Dag Allen Thompson, 31, a new-car salesman on Kadena Air Base, is charged with sneaking into the Chatan home of a 21-year-old Okinawa woman on Aug. 22 and raping her. Thompson was arrested on Oct. 15 after he was identified from a composite sketch police drew from her description.
A saliva swab police took from Thompson during interrogation reportedly linked him to the June 13, 1998, rape of a 27-year-old Okinawa woman in Naha, said prosecutor Masahisa Yokota.
Yokota said he would prove Thompson committed both rapes by linking DNA evidence taken from semen collected at the crime scenes to the saliva sample.
Defense attorney Toshimitsu Takaesu entered a plea of not guilty on the August rape and intrusion charge and moved to dismiss charges in the 1998 incident.
“The prosecution failed to adequately notify U.S. military authorities that they were exercising jurisdiction, a requirement under the status of forces agreement between the two countries,” Takaesu said.
The three-judge panel gave Takaesu until Feb. 8 to file written arguments for his motion. The next court session is set for Feb. 15.
Thompson, tall and with a crew cut, wore a white shirt, blue-and-gold-striped tie and dark-blue pants as two guards led him into the courtroom. His hands were cuffed in front of him; a rope tied around his waist tethered him to the guards.
The guards removed the handcuffs and tether while he sat between them on a bench in front of the defense table and listened intently to an English translation of the proceedings.

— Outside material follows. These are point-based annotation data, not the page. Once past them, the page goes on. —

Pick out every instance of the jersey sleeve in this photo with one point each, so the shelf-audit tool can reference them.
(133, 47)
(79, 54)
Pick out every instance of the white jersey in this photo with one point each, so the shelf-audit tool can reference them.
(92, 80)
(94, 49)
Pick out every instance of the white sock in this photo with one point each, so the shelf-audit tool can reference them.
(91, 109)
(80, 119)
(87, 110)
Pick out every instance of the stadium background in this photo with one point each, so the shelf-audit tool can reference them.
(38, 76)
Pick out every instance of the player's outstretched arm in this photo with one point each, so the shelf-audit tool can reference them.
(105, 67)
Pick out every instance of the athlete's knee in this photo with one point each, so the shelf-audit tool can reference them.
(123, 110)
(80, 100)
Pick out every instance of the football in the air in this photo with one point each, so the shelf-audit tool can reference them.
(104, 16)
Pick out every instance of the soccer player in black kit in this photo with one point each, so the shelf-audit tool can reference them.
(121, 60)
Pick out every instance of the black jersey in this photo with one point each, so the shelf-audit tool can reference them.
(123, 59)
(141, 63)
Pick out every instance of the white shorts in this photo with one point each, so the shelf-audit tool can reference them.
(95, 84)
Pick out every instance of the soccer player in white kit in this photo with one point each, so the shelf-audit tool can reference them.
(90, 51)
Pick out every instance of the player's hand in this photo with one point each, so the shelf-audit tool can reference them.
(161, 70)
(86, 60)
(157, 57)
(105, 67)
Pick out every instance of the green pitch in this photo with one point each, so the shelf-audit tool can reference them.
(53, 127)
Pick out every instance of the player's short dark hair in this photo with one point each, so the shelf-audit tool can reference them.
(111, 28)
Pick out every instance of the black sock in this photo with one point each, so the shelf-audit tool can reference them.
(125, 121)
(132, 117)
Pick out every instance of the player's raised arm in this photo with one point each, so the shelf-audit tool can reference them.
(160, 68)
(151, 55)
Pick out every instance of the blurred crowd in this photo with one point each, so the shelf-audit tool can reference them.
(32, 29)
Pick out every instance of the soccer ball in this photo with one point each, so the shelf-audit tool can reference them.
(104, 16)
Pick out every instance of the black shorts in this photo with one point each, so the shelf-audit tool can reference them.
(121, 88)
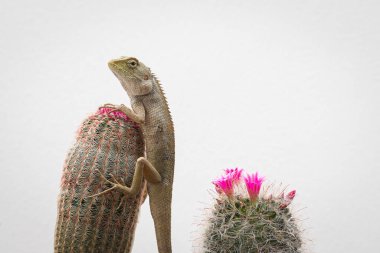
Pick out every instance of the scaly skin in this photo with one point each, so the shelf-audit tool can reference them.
(151, 110)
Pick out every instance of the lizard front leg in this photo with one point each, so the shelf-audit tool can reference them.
(136, 114)
(143, 168)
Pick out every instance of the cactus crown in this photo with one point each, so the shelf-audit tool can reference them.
(243, 220)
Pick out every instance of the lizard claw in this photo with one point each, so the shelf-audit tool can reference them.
(120, 186)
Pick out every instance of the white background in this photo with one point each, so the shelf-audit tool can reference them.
(288, 88)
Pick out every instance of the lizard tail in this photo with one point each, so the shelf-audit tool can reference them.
(160, 198)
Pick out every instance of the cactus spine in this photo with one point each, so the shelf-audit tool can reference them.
(254, 224)
(110, 143)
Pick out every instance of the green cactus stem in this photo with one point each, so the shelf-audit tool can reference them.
(107, 142)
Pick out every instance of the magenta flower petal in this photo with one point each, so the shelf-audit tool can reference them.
(234, 173)
(288, 199)
(225, 184)
(253, 183)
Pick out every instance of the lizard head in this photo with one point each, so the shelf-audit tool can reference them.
(134, 76)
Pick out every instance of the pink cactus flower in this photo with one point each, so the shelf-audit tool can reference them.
(253, 183)
(288, 199)
(225, 184)
(235, 174)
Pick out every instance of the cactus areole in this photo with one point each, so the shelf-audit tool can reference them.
(107, 143)
(249, 221)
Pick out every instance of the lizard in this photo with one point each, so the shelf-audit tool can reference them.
(150, 109)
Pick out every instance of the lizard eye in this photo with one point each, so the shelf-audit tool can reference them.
(132, 63)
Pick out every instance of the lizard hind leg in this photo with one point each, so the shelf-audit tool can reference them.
(143, 168)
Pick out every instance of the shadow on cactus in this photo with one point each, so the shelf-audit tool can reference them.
(247, 220)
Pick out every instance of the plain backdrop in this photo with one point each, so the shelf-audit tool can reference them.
(287, 88)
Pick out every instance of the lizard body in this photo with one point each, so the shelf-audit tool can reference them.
(150, 109)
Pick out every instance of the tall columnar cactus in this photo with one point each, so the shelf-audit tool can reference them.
(245, 221)
(108, 143)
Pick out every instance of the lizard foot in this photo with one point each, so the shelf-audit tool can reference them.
(117, 185)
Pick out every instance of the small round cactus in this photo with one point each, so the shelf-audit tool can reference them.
(245, 221)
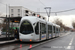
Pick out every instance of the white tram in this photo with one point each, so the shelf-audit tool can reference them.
(34, 29)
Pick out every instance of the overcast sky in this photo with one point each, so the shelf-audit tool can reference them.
(39, 5)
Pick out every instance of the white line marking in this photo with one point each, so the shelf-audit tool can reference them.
(48, 40)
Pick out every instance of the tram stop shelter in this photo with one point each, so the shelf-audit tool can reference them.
(8, 26)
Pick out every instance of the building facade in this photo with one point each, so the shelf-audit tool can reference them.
(19, 11)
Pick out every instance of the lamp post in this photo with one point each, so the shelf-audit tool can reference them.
(48, 13)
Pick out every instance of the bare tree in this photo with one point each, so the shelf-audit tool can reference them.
(59, 22)
(73, 24)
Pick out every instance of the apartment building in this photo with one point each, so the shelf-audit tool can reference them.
(19, 11)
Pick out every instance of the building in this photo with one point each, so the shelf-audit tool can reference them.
(19, 11)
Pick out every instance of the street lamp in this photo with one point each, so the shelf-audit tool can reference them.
(48, 13)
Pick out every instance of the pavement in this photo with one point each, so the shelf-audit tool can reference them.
(3, 40)
(64, 42)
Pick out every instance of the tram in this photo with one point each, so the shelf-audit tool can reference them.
(34, 29)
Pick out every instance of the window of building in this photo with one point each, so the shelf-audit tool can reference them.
(11, 10)
(26, 27)
(11, 15)
(18, 10)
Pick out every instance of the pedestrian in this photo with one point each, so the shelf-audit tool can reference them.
(0, 32)
(16, 33)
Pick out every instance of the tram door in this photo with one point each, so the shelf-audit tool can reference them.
(42, 31)
(49, 31)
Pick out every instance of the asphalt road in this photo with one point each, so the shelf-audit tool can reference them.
(57, 44)
(66, 42)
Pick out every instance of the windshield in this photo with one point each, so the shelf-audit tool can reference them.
(26, 27)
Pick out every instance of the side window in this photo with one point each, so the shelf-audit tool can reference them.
(43, 28)
(37, 28)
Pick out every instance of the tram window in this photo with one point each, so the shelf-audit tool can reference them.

He has been in police custody since his arrest Oct. 15 and was moved to the Naha Detention Center after his indictment in December.
In his opening statement, Yokota stated that the former Marine had abandoned his Okinawa wife and three children in 1999 to live with another woman. Yokota said Thompson told his wife his work kept him from their Naha home six days a week and told his girlfriend that he was divorced.
Yokota accused Thompson of sneaking into the house of a sleeping woman in August and assaulting her at 1:50 a.m. After he left, she took a piece of her soiled bedsheet and a tissue she said contained her attacker’s semen to a police station in Chatan, Yokota said.
The DNA on those items matched DNA wiped from the floor of the Naha woman attacked in 1998, Yokota said.
He also said the woman in the August incident had a good look at her attacker’s face by the light of a cell phone she picked up from a night table as she was assaulted.
After Tuesday’s hearing, Takaesu said New York lawyer Michael Griffith would help with Thompson’s defense. Griffith specializes in defending Americans charged with felony crimes overseas. He perhaps is best known on Okinawa for his involvement in the defense the past two years of Marine Maj. Michael Brown on a charge of attempted rape and the defense of three servicemen charged in the 1995 abduction and rape of a 12-year-old schoolgirl.